Foi dada a largada…

Foi dada a largada…

Ao menos parece ser essa a sensação – de que foi dada a largada – considerando o início, de fato, do período eleitoral do Pleito deste ano de 2026. Até primeiro de outubro, está liberado que candidatas e candidatos façam suas propagandas e anunciem suas propostas de trabalho.

E é justamente sobre isso que precisamos nos atentar: quais são as promessas anunciadas, ou o que, efetivamente, as pessoas que almejam ocupar um cargo político dizem que vão fazer.

Nas eleições de outubro deste ano, iremos escolher nossos representantes para deputado federal; deputado estadual (ou distrital, no caso do Distrito Federal); senadores; governador e vice-governador; e para presidente e vice-presidente da República.

Ainda que tenhamos desafios que demandem aperfeiçoar e fortalecer nosso sistema democrático, a democracia é o sistema mais justo, igualitário e participativo na gestão de um país, que permite, entre outros, que todas as pessoas manifestem como deseja que o país seja gerido!

Por isso, se atentar ao que dizem e o que defendem àqueles que iremos depositar nossa confiança – na forma de voto – é parte desse processo, materializando nosso compromisso e responsabilidade com o país e os rumos que ele seguirá.

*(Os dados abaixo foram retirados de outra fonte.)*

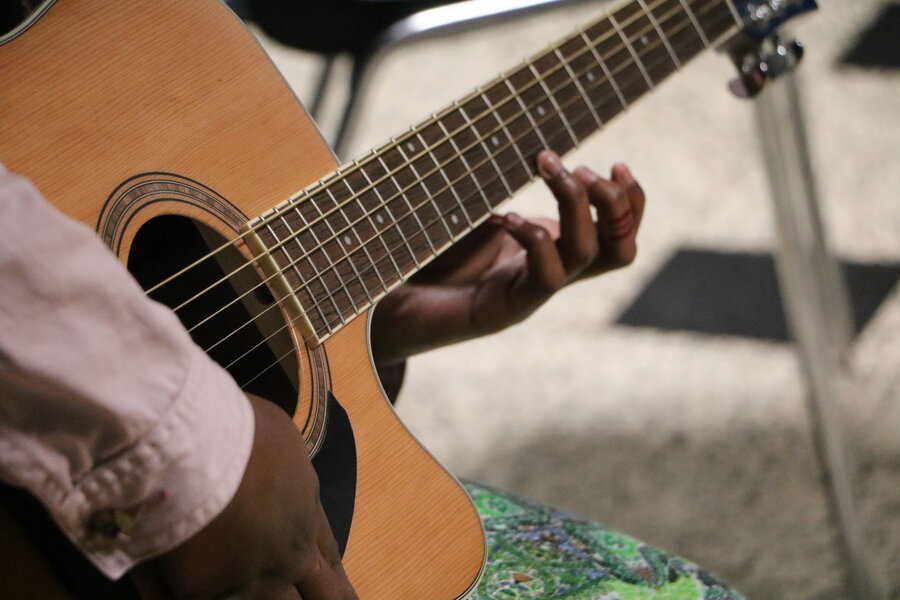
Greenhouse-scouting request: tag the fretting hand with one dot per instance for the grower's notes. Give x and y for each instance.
(505, 269)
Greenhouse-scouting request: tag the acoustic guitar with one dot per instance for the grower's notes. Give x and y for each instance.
(165, 127)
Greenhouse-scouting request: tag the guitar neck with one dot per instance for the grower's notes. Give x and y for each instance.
(346, 241)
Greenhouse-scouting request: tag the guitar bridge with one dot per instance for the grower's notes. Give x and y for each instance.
(284, 294)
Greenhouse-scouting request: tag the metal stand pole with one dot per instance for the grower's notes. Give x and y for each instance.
(817, 308)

Temos pautas urgentes que são – ou deveriam ser – do interesse de todos. A título de exemplo, poderíamos citar a questão ambiental, que requer contar com candidatas e candidatos comprometidos com ela para que possamos, a tempo, lidar com a crise ambiental em curso. Não é uma afirmação apocalíptica, mas sim real, enfatizar que se não adotarmos medidas sérias imediatamente, podemos não ter mais tempo para tentar fazer algo, a não ser remediar os impactos dramáticos e devastadores que virão.

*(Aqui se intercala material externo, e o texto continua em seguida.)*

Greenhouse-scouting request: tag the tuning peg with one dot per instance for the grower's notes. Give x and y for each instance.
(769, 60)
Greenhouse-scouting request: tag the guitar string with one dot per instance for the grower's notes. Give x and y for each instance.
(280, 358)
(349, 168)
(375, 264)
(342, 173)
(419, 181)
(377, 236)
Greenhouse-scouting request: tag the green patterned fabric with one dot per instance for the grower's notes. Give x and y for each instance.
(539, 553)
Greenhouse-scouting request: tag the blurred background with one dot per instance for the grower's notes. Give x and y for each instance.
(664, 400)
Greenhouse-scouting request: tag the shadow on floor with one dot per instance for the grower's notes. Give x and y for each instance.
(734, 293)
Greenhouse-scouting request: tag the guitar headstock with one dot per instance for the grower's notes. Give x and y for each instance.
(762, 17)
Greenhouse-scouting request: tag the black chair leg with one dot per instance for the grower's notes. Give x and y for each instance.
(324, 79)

Criar leis – que podem orientar e regular a questão ambiental, por exemplo – é atribuição dos parlamentares, composto por deputados federais e senadores. Eles compõem o Congresso Nacional que devem tratar de assuntos que interessam e impactam todo país. Já em âmbito estadual, os deputados estaduais também criam leis – e podem inclusive elevar a questão ambiental para o centro do debate e defesa também – com a promulgação de leis e ações para o estado ao qual pertence.  

Ocupar esses espaços não é brincadeira nem lugar de lacração, onde se grava vídeos engraçadinhos para postar em redes sociais; tampouco ambiente para pessoas descomprometidas com a coletividade ou comprometida com pautas que interessam só a si e ao seu grupo.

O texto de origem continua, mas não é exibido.